L’intéressé a dès lors saisi la Cour européenne des droits de l’homme, dénonçant devant elle l’espionnage de ses communications par son employeur, en violation du droit au respect de la vie privée et de la correspondance.

Mais la CEDH l’a débouté en janvier 2016, confirmant la possibilité pour un employeur de surveiller l’usage de l’Internet de la société dans le cadre d’une procédure disciplinaire.

L’affaire a été renvoyée devant la Grande Chambre, la France et la Confédération des syndicats étant autorisées à intervenir dans la procédure.

La justice roumaine a mal fait son travail

La Cour a cette fois estimé que les communications de M. Barbulescu sur son lieu de travail étaient couvertes par les notions de vie privée et de correspondance. Selon elle, les instructions d’un employeur ne peuvent réduire à néant l’exercice de la vie privée sociale sur le lieu de travail. Le droit au respect de la vie privée et de la confidentialité de la correspondance continue de s’appliquer, même si les deux principes peuvent être limités “dans la mesure du nécessaire”.
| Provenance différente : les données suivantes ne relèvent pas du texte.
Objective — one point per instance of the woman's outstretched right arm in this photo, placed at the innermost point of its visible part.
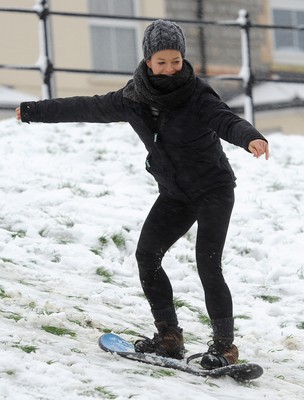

La Cour s’est demandée si les tribunaux roumains ont ménagé un juste équilibre entre le droit de M. Barbulescu au respect de sa vie privée et le droit de son ancien employeur de prendre des mesures pour assurer le bon fonctionnement de son entreprise.

Elle estime que les autorités roumaines ont omis de rechercher si M. Barbulescu avait été averti au préalable de la possibilité que son employeur mette en place des mesures de surveillance et de la nature de ces mesures.

Selon Strasbourg, à la lecture des pièces versées au dossier, M. Barbulescu n’a pas été informé à l’avance de l’étendue de la surveillance opérée par l’employeur. Elle reproche aussi aux tribunaux roumains de ne pas avoir suffisamment vérifié l’existence de raisons légitimes pour la mise en place d’une surveillance de ce type et de n’avoir pas cherché à savoir si le but poursuivi par l’employeur n’aurait pas pu être atteint par des méthodes moins intrusives.

Pour ces raisons, et quelques autres, la Cour a conclu que les autorités nationales roumaines n’ont pas protégé de manière adéquate les droits de M. Barbulescu et qu’elles ont donc violé l’article 8 de la Convention européenne des droits de l’homme.

Une décision très attendue

Cet arrêt fera jurisprudence parmi les 47 Etats-membres du Conseil de l’Europe. La décision était très attendue car tout le monde aujourd’hui vit connecté et la séparation entre les vies professionnelles et privées est de plus en plus ténue.